We had done some research and so we were already disappointed to learn that we were not allowed to bring a ball or Frisbee… or to be honest… anything which might keep kids engaged but genuinely thought that; the galleries, the landscape and the sculptures would hold all our attentions and make the journey worth it, as it did when we went to Devon.
This country park is massive and the setting immediately imposes itself as soon as you enter the drive to the car park. The car park is set next to the impressive visitor centre, which has café, shops and a gallery. The visitor centre and the car park look out over the country park, sitting on one side of the valley. The park and building then spreads down to a river Dearne and the lake.
So what was our experience? The landscape acted as a fitting metaphor, the lush green colours of the Yorkshire had been muted. The recent heatwave had scorched and yellowed the grassland and while it did not detract from the size of the view it certainly was not as pleasant on the eye. The park provides an excellent leaflet to show where the sculptures are located and who created them but, the distance and space between the sculptures is significant. We are used to walking so this wasn’t so bad but turned out to be very annoying, if once you reached the sculptures you are not that impressed.
This minor annoyance aside was quite tolerable but what really made me angry, very angry and increasingly so as the day wore on is many of the sculptures are fenced off, or on an area of land which has been cabled off. It made my blood boil! This seemingly quite sensible control really inhibited the ability to take interesting photos and it more importantly detached the observer and dulled the experience… Like eating food without smell! Now don’t get me wrong I understand in a gallery that touching a painting or sculpture is not desirable… to avoid damage and abuse but, these structures were mainly incredibly large and solid. They presented a vast array of surfaces to get a different appreciation of their form. While if you had told me before I arrived I would not have realized the importance and annoyance I found: it really does matter.

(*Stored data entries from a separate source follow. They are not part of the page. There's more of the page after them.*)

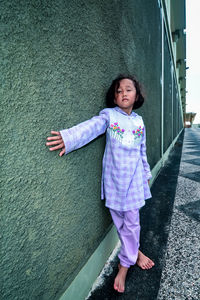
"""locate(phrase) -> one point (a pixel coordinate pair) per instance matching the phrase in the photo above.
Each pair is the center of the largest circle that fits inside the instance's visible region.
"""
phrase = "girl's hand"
(56, 140)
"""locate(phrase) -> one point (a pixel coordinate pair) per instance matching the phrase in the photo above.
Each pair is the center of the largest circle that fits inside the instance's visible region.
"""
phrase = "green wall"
(58, 59)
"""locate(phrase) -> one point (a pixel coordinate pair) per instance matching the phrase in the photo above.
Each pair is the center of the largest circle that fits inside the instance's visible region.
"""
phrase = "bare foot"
(144, 262)
(119, 284)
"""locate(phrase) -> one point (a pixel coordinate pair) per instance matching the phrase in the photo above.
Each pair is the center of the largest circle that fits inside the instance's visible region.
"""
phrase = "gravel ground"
(170, 230)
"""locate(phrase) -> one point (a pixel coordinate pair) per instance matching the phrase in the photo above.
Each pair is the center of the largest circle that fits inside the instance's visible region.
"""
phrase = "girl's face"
(125, 95)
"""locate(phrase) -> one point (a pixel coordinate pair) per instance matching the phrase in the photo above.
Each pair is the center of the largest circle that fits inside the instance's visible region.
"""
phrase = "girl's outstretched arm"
(56, 142)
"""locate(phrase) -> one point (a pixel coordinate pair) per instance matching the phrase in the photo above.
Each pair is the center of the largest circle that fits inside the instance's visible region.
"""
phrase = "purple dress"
(125, 170)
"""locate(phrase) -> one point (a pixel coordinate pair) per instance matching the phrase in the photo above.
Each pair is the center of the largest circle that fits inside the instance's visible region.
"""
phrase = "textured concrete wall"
(58, 59)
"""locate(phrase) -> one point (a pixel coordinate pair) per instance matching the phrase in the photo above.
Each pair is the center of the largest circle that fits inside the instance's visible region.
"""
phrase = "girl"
(125, 172)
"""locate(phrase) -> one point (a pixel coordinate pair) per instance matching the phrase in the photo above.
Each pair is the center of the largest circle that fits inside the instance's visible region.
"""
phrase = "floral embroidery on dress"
(126, 137)
(138, 132)
(116, 129)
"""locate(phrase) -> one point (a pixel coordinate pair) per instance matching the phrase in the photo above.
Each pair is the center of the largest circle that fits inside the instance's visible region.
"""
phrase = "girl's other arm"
(56, 142)
(144, 157)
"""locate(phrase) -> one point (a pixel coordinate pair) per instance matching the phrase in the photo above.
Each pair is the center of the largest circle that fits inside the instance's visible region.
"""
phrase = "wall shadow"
(155, 223)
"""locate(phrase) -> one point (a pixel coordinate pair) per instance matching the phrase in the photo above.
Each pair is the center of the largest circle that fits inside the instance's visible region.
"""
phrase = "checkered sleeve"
(144, 156)
(81, 134)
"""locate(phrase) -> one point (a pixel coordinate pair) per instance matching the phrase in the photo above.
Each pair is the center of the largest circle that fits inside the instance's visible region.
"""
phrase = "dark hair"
(110, 96)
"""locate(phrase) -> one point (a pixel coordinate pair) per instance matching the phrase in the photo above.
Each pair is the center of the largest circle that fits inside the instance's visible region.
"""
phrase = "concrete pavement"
(170, 230)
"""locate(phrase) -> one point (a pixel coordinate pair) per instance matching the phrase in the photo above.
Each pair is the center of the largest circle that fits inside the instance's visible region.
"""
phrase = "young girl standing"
(125, 170)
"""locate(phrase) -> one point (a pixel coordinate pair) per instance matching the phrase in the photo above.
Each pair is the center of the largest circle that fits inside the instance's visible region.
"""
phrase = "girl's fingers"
(55, 132)
(54, 143)
(50, 138)
(57, 147)
(62, 152)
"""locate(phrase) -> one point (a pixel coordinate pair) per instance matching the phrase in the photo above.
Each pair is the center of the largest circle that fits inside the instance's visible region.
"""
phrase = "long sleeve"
(81, 134)
(144, 157)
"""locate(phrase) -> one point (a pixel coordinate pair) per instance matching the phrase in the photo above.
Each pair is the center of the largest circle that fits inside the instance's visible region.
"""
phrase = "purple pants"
(128, 228)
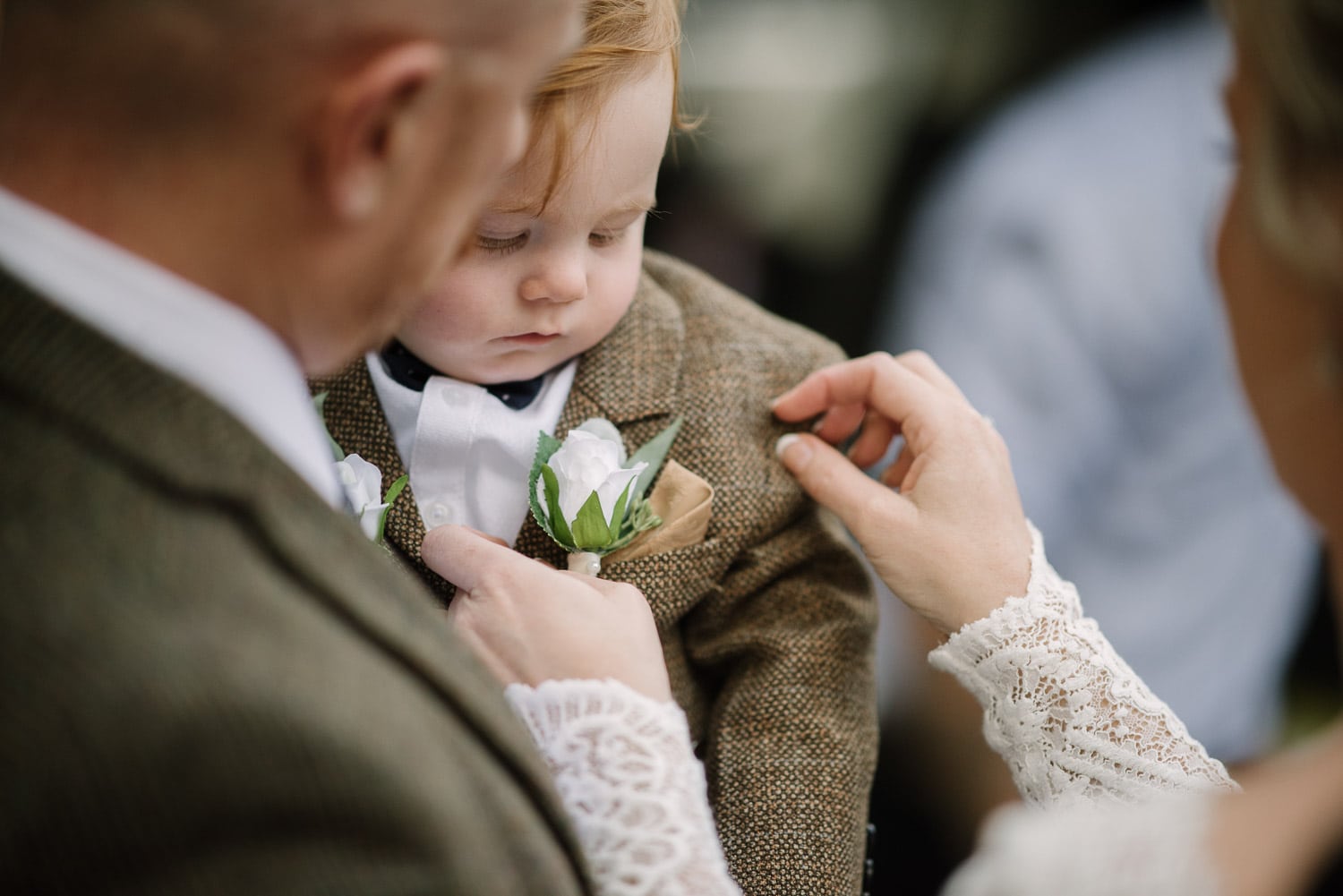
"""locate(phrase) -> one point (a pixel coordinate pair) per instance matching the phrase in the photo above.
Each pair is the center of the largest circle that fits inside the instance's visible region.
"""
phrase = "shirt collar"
(176, 325)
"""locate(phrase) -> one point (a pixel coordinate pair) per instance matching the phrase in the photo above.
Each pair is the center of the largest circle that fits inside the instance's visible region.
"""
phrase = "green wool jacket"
(212, 683)
(768, 624)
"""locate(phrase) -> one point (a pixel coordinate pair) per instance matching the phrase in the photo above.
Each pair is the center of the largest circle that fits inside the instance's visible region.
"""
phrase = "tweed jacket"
(212, 683)
(768, 624)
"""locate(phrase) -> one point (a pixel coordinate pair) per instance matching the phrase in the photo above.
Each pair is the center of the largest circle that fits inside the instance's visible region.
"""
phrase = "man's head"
(556, 257)
(313, 161)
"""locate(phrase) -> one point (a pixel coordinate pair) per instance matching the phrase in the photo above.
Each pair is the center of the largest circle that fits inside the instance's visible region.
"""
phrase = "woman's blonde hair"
(1296, 47)
(622, 39)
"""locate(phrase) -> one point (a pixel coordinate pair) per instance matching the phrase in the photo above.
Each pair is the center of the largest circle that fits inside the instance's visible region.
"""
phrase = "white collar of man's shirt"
(469, 455)
(193, 335)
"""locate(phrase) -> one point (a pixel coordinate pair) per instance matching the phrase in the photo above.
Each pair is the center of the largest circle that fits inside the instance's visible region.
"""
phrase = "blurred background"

So: the family are not allowed to play; the observer is not allowed to touch and the sculptures are spread out far way from each other.
So what about the sculptures themselves?
And so this, for us, was the final disappointment. Without labouring the point there are many sculptures a few of which are jaw dropping Wilsis by Jaume Plensa and Chiharu Shitoa’s, Beyond Time (See the pictures) but, for us at least, these were rare jewels, among many much less inspiring and at worst down right jokeworthy, typified by David Nash Seventy-One Steps… which if you weren’t told that this is art would just be a bunch of steps in the wood. I am sure there is some significance, some story, but in truth David Nash is laughing all the way to the bank with this one.
So let me just summarize our experience and put it all together for you, as it may sound really too negative for what is only an £11 parking charge.
The sculptures are big and imposing, the art is from some of the most famous sculptors past and present and while art is a subjective choice you will definitely find some pieces, which, you will enjoy and even love. It is certainly a must see destination if you are studying for an art degree or have a genuine interest in modern/contemporary art. The facilities are excellent and the shop will provide a genuine chance for you to spend a lot of money on something unusual or unavailable elsewhere. The café and its view are fantastic.
However, if you have a relatively young family (7) and (11) and want something richer, interactive and dynamic, with an element of fun with art interwoven within that… then this is not the place for you.
To make this brilliant, an awesome destination for a much wider audience it would have been so easy to convert an area to cater for children and family’s like ours… and dare I suggest just remove the cables and barriers. It would suddenly become much more welcoming and inclusive.
I think I also can’t help feeling that maybe, maybe this approach is a deliberate attempt to keep it a much more studious, mature place not really for kids. But, if this is true that is even more unforgiveable: as not only would it help drive the charities which support this park, it would bring children not hating a walk around a large quite empty park with the odd statue, but engage and stimulate them and perhaps inspire them to be the next famous artist.